By the flickering light of the gas lamp, Faye found a match, a candle and a small silver candleholder. She slipped out of her room and into the hall, not bothering to put anything on over her white slip. Apart from her single small fire, the house was cloaked in inky darkness and eerie quiet. Would she ever grow accustomed to living in a house devoid of the usual sounds of modern life? The buzz of a refrigerator. The soft roar of air-conditioning. The whir of a ceiling fan. The hum of fluorescent lighting. Nothing made noise in this house but her feet, her breathing and the hardwood floors as she crept across their boards to the bathroom.

“Dolly?” Faye called out before realizing how incredibly pointless that was. Surely she’d gone home by now anyway. How long had Faye slept? It was dark out, but that could mean the sun had just set or the sun was close to rising again.

After leaving the bathroom, Faye took her candle and crept down the stairs.

“Carrick?” she called out and received no answer.
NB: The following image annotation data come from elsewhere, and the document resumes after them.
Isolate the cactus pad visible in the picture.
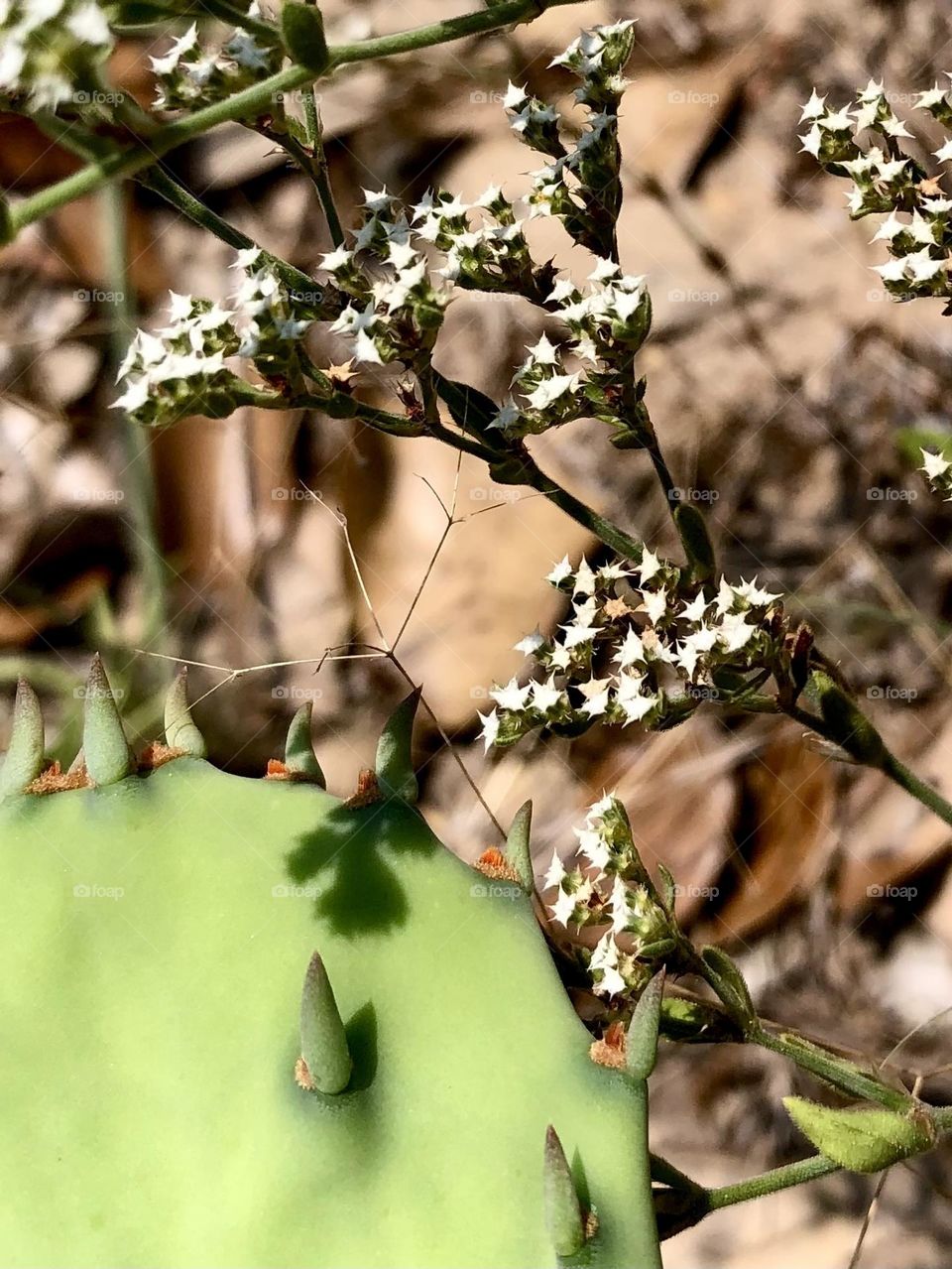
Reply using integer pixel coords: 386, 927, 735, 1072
0, 669, 657, 1269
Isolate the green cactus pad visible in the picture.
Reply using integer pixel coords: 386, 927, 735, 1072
0, 680, 654, 1269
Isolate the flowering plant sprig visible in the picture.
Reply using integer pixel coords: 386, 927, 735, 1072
151, 8, 286, 110
0, 0, 114, 110
480, 549, 788, 749
800, 80, 952, 304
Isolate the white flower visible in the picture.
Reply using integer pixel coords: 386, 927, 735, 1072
641, 586, 668, 626
919, 449, 952, 479
489, 679, 530, 712
477, 709, 500, 752
545, 555, 572, 586
530, 675, 564, 714
526, 372, 582, 410
800, 89, 826, 123
638, 547, 663, 585
512, 626, 545, 656
542, 850, 565, 890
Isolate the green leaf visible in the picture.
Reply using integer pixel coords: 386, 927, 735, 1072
543, 1125, 586, 1256
674, 502, 718, 581
82, 652, 133, 784
298, 952, 354, 1092
377, 688, 419, 805
783, 1097, 935, 1173
165, 666, 208, 758
625, 968, 664, 1079
284, 700, 327, 790
701, 947, 757, 1023
282, 0, 331, 74
506, 800, 535, 895
433, 370, 500, 437
0, 679, 43, 798
810, 670, 887, 767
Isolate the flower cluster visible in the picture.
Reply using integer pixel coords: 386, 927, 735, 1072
495, 259, 652, 437
480, 547, 782, 749
919, 449, 952, 502
151, 3, 284, 110
505, 19, 634, 256
542, 793, 674, 996
320, 190, 451, 365
114, 249, 321, 427
800, 80, 952, 300
0, 0, 113, 110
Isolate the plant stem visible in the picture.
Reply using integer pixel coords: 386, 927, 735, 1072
303, 87, 343, 246
10, 0, 588, 232
748, 1023, 916, 1113
705, 1155, 841, 1214
103, 186, 166, 646
881, 754, 952, 825
632, 1079, 663, 1269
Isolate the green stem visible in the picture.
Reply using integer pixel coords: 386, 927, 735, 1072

She raised her candle to the mantel clock and read the time—ten thirty. She’d slept for six straight hours, and Carrick was up at the lighthouse already. She made a mental note that if she ever got back to 2015, she’d write a book on the cure for insomnia she’d discovered in 1921—backbreaking manual labor.

Faye took advantage of the empty house to snoop some more. Luckily Faith had been living at the lighthouse for hardly more than a week, according to Carrick, so it made sense she’d still be settling in and learning the ropes. Faye had to wonder how Faith had gotten here and why she’d chosen to flee to Carrick after receiving what must have been a brutal beating by her husband, Marshall something. Faye admired the girl for running away. That was probably a rare feat in 1921, when even the law took the side of abusive husbands. The law, the Church and society, as Carrick had said. If Faith had trusted Carrick with her life, perhaps Faye could, too.

Unfortunately, Faye found no useful clues about Faith as she poked her nose in drawers and cabinets. The single item she found of interest was a telegram addressed to Carrick.





Chief Morgan

Received news that your daughter will join you at Seaport Station

Pleased to have additional personnel at light





Records updated





Our thanks for your service

It was signed by Beck, Sixth District Superintendent, and dated three days ago. Carrick had taken quite a risk lying to his supervisors about her. He was a good man, which made it even harder to be there. Surely a good man deserved to know the truth, but Faye couldn’t bring herself to tell him. What would she tell him even if she could?

Carrick, I know I look like Faith and sound like Faith, but I’m not her...

Carrick, do you believe in reincarnation?

Carrick, have you ever seen the TV show Quantum Leap?

No, none of those would work. She had no choice but to go on playing this role until God or fate or whoever was pulling the strings sent her back where she belonged. If that ever happened. She’d tried. She’d gone out to the water last night, waded in and waited for a wave to strike her and drag her under again. It seemed as if Faith had been doing the same thing last night. But not quite. She hadn’t been wading in the water; she’d been standing on the end of the pier. It was worth a try anyway.